"The breezes taste of apple peel.
The air is full of smells to feel-
Ripe fruit, old footballs,
Burning brush, new books, erasers,
Chalk, and such.
The bee, his hive, well-honeyed hum,
And Mother cuts chrysanthemums.
Like plates washed clean with suds, the days
Are polished with a morning haze."
- John Updike, September
It happens every year. In April, May and early June I garden with some diligence, planting flowers, spreading mulch, pulling weeds. My goal is to always add some new perennial each year and work on one new space in our rather extensive flowerbeds. If I had more money, I'd get it all done in a year or two, but I have to stop when I run out. (Dave says.)
The flowerbeds look lovely in the spring and early summer, but by mid-July and August, things are dry and droopy. We had more rain here than usual this summer, but not nearly enough to keep flowers happy and lush. It's too hot during the summer to work in the flowerbeds, so at the most I'll halfheartedly pull some weeds and deadhead some Black-eyed Susans every now and then in August.
But in September I have a renewed interested in the flowerbeds and landscaping in general. Those dry and droopy flowers begin perking up, and some of my favorites are suddenly in full color.
I love lantana. It comes in several different shades and loves the heat. Here in Tennessee it is a perennial, although last year's plant often doesn't appear until early July and then doesn't flower until late August. You have to remember where you planted them.

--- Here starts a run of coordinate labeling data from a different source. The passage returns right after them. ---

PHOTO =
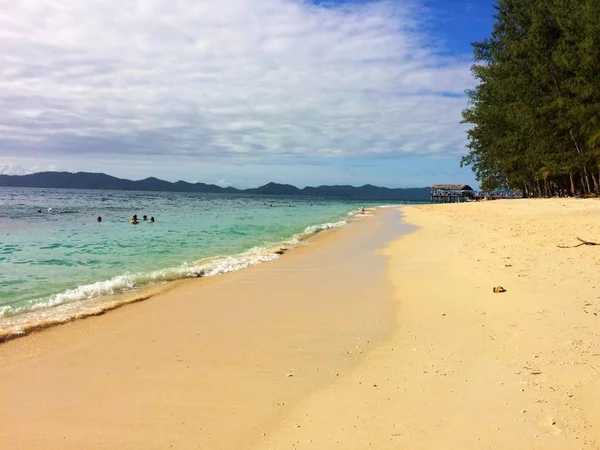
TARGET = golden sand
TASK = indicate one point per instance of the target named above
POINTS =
(466, 367)
(212, 363)
(335, 346)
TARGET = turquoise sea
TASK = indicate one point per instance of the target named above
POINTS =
(58, 262)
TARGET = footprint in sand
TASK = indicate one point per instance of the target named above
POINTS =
(549, 424)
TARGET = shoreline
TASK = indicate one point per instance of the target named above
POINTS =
(239, 349)
(23, 324)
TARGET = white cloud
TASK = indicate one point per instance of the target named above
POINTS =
(252, 79)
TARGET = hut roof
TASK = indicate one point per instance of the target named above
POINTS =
(452, 187)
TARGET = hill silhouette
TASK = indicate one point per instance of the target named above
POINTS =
(101, 181)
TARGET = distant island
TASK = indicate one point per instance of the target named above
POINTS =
(101, 181)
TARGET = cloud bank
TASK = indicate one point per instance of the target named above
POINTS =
(255, 80)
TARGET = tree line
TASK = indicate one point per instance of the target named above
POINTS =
(535, 113)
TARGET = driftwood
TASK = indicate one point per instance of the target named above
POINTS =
(582, 243)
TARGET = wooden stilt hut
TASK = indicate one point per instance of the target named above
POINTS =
(450, 193)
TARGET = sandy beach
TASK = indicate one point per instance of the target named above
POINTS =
(212, 363)
(341, 345)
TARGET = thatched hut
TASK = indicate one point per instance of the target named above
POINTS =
(450, 193)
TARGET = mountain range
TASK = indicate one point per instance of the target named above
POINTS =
(101, 181)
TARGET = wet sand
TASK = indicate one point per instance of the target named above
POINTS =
(338, 346)
(467, 368)
(213, 363)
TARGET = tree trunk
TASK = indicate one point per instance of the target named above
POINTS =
(595, 180)
(587, 180)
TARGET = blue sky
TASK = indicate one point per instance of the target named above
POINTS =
(240, 92)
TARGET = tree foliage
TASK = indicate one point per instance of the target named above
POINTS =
(535, 113)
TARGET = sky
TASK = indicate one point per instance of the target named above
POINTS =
(240, 92)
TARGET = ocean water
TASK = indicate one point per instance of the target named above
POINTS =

You can also winter these easily by bringing a few plants inside in pots. (Be aware, though, as they tend to smell like cat pee and you'll keep trying to figure out where that bad cat peed.) Lantanas are extremely heat resistant and don't need huge amounts of water. They are really stunning in autumn.
I've heard some people say they hate chrysanthemums, but I think they are fabulous for fall color. Each year I buy several plants that claim to be winter hardy, but I rarely have any survive. I'm sure it's a combination of our bad soil and my lack of watering skills. The one above has done well for a few years thus far. Back in Iowa, our 'mums were outrageously prolific, and I'm still aiming for that profusion one of these years.
This is a barrow full of pyracantha branches. I had to do some trimming yesterday. The tree was so loaded with berries and branches that it covered half of the picnic table and blocked a pathway into the backyard. It seems decoratively criminal to toss out all of these beautiful berries, but I have already loaded vases full inside the house and out. And there are plenty more where those came from.
By this weekend it looks like our rosebushes will flower again, and the dogwoods are just starting to turn and put out their pretty red berries. In just another month we'll be in the midst of the oranges, reds, and yellows of late October in Tennessee.